In order to observe the influence of the added siccative, a sample was prepared with 6% Synolac resins without adding any siccative. Its viscosity was measured after preparation and after heating at 50° C. and 80° C. for 1 hour. The results show that the sample without siccative has the same viscosity as the equivalent sample with siccative (50 Pa·s). On the other hand, the sample without siccative is much less resistant to the intensive thermal treatment performed at 80° C. (see Table 4).

TABLE 4
Temperature resistance of the samples encapsulated by cross-linked alkyd
resins, influence of the siccative, viscosity measured at 20° C.
	Without thermal	After 1 h	After 1 h
	treatment	at 50° C.	at 80° C.
Test without siccative	50 Pa · s	60 Pa · s	180 Pa · s

Claims

1) A method of treating a viscous asphaltene-containing hydrocarbon, wherein the following stages are carried out:

precipitating at least part of the asphaltenes by adding a suitable solvent to the hydrocarbon,

adding to the hydrocarbon polymerization products suited to encapsulate the precipitated asphaltenes so as to inert them.

2) A method as claimed in claim 1, wherein the asphaltenes are precipitated with n-alkane.

3) A method as claimed in claim 1, wherein polymerization products are added to form a membrane around the asphaltene particles by interfacial polycondensation.

4) A method as claimed in claim 3, wherein di or triamine, or a mixture thereof, and an acyl dichloride are added to form an aromatic polyamide at the surface of the asphaltene particles.

5) A method as claimed in claim 1, wherein alkyd resins suited to cross-link at the surface of the asphaltene particles are added.

6) A method as claimed in claim 5, wherein a siccative acting as an agent favouring cross-linking is added.

7) Application of the method as claimed in claim 1 to obtain a decrease in the viscosity of a viscous asphaltene-containing hydrocarbon.
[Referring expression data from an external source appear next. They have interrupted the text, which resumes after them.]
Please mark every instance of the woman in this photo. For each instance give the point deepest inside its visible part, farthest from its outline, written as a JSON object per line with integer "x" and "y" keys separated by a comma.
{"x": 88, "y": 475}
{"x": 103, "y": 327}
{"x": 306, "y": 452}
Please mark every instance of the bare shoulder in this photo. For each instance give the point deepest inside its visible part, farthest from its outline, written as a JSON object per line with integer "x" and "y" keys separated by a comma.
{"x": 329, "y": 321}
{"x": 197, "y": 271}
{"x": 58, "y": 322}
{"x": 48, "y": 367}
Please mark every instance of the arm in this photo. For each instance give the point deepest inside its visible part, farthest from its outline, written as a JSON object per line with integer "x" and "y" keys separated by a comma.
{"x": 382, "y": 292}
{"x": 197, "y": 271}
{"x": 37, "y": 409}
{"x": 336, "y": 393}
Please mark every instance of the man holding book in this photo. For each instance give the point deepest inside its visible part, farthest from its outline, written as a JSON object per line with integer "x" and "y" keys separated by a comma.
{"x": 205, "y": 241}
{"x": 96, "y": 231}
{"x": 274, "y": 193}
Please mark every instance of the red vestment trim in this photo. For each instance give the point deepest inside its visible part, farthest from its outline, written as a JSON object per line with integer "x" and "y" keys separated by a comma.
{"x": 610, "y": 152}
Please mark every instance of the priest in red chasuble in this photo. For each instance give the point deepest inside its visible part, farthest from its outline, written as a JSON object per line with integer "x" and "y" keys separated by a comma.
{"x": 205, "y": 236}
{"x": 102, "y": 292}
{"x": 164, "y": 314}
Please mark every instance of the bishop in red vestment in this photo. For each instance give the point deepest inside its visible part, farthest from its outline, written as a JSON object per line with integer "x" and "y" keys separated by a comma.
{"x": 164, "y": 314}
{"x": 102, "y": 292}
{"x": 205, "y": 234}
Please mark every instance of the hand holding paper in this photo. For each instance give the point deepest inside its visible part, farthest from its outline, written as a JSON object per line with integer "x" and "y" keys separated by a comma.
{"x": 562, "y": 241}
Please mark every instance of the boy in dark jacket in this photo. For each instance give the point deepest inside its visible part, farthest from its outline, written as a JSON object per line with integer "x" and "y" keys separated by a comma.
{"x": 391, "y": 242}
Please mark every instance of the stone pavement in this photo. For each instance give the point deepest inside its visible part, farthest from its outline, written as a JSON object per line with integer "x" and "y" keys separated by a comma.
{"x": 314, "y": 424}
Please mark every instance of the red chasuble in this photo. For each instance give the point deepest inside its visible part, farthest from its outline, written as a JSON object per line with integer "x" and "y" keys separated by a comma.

8) Application of the method as claimed in claim 7 for pipe transportation of a viscous asphaltene-containing hydrocarbon.

9) A method as claimed in claim 2, wherein polymerization products are added to form a membrane around the asphaltene particles by interfacial polycondensation.

10) A method as claimed in claim 9, wherein di or triamine, or a mixture thereof, and an acyl dichloride are added to form an aromatic polyamide at the surface of the asphaltene particles.

11) A method as claimed in claim 2, wherein alkyd resins suited to cross-link at the surface of the asphaltene particles are added.

12) A method as claimed in claim 11, wherein a siccative acting as an agent favouring cross-linking is added.